Il successo degli outlet, dove si possono acquistare con lo sconto le grandi marche (+20 per cento le vendite nei primi cinque mesi del 2009 secondo un’inchiesta del settimanale Il Mondo ), è solo uno degli indicatori di questa tendenza. Non solo i meno abbienti ne sono coinvolti ma anche le fasce sociali ad alto potere d’acquisto. «Alcuni non hanno altra scelta che l’austerità — sottolinea Paul Flatters, autore con Michael Wilmott del saggio «Capire il consumatore post-recessione» pubblicato da Harvard Business Revue —. Tuttavia anche molte persone facoltose tendono sempre più a fare economia, e non sempre per necessità». La fotografia più aggiornata del «nuovo consumatore» emerge nitidamente dall’ultima rilevazione dell’Osservatorio Retailing della Sda Bocconi sulle scelte nel campo dell’abbigliamento. Il primo dato evidente è l’aumento dei punti vendita visitati dal campione di 1.400 persone: otto o nove, appartenenti a quattro o cinque formule diverse, tra cui grandi magazzini, catene di pronto moda, punti vendita specializzati in abbigliamento sportivo, outlet e flagship store di grandi marchi. Come dire? Le vie dello shopping non sono infinite ma sono aumentate. Il cliente a caccia dell’occasione migliore non si limita a navigare virtualmente su Internet ma «naviga » fisicamente tra bottega e bottega, confronta le alternative e solo raramente si ferma alla prima insegna. O tanto meno al negozio sotto casa.
«Le formule distributive più frequentate — dice il responsabile dell’Area Marketing della Sda Bocconi Sandro Castaldo — risultano i grandi magazzini come Coin, Rinascente, Oviesse e Upim (38,7% del campione), seguiti dalle catene di abbigliamento come Benetton, H&M e Zara (24,1%) e da quelle di abbigliamento sportivo come Decathlon, Giacomelli e Longoni (21,8%). Un po’ meno frequentati i punti vendita delle griffe (11,4%) e gli outlet (4%), un fenomeno quest’ultimo in grande ascesa (vedi l’articolo sotto, ndr ) ma ancora presente a macchia di leopardo sul territorio nazionale». Alla base dei nuovi atteggiamenti, secondo questa analisi, c’è il venir meno della fiducia «a priori» nei confronti del marchio. «Le grandi firme — dice Castaldo — la fiducia devono riconquistarsela: in primo luogo con prodotti che contengano un valore reale, verificabile e a un prezzo giusto.
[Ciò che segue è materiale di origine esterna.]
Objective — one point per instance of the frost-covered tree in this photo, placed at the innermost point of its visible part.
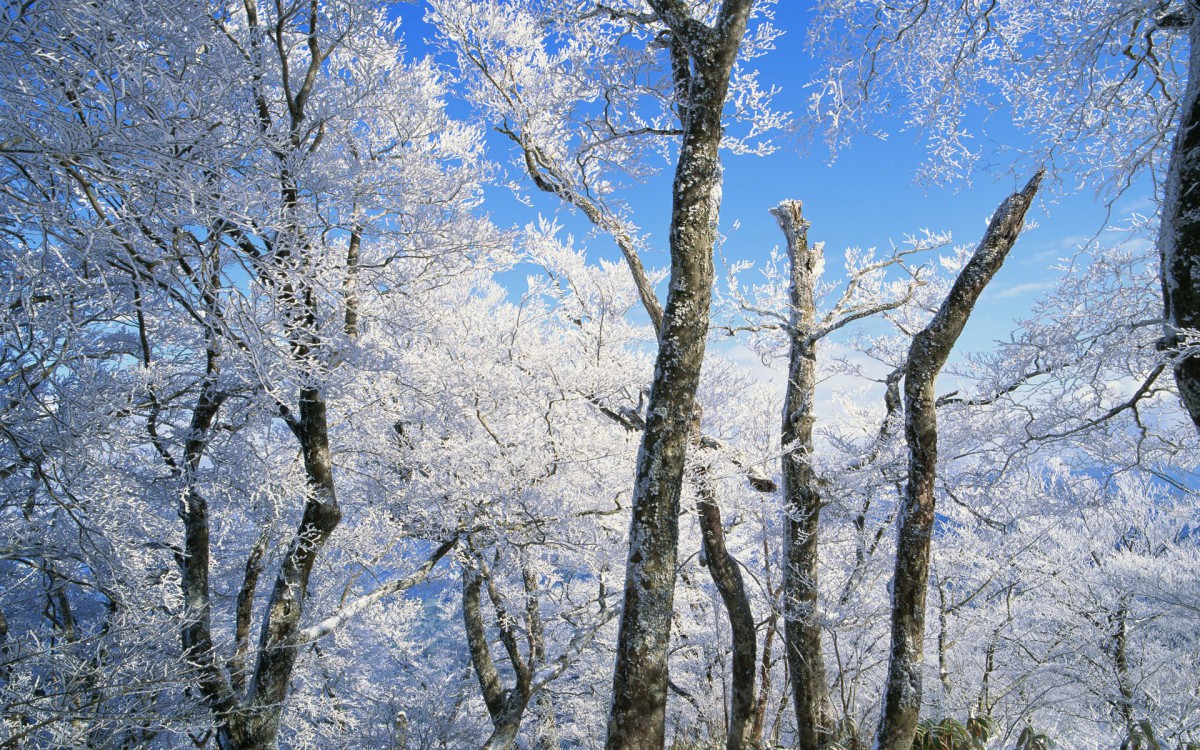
(1108, 91)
Di conseguenza anche l’arte di vendere cambia radicalmente. Il bravo venditore non dev’essere soltanto gentile e disponibile. Deve conoscere a fondo il prodotto, esserne convinto e trasmettere la sua convinzione. Ma, ancora di più, deve sapersi proporre come avvocato difensore del cliente: se vuole davvero conquistarne la fiducia, in certi casi deve arrivare al punto di sconsigliare l’acquisto». Una vecchia tecnica di vendita oggi molto efficace. Ma i nuovi comportamenti dureranno anche a crisi finita o torneremo presto a comportarci da cicale? La risposta, secondo gli economisti, dipende innanzitutto dal tipo di ripresa economica che arriverà: più sarà lenta e graduale, più l’austerity 2010 si prolungherà. Un buon ambito per capire il mix tra ricerca di gratificazione e sobrietà è la gioielleria, perché niente, come si sa, è ritenuto più indispensabile del superfluo. Sintetizza un noto imprenditore del ramo: «Bisogna distinguere. Per i consumatori colpiti nel proprio reddito il cambiamento di abitudini può essere giocoforza permanente, mentre per chi non ha subìto danni forse è più psicologico e temporaneo.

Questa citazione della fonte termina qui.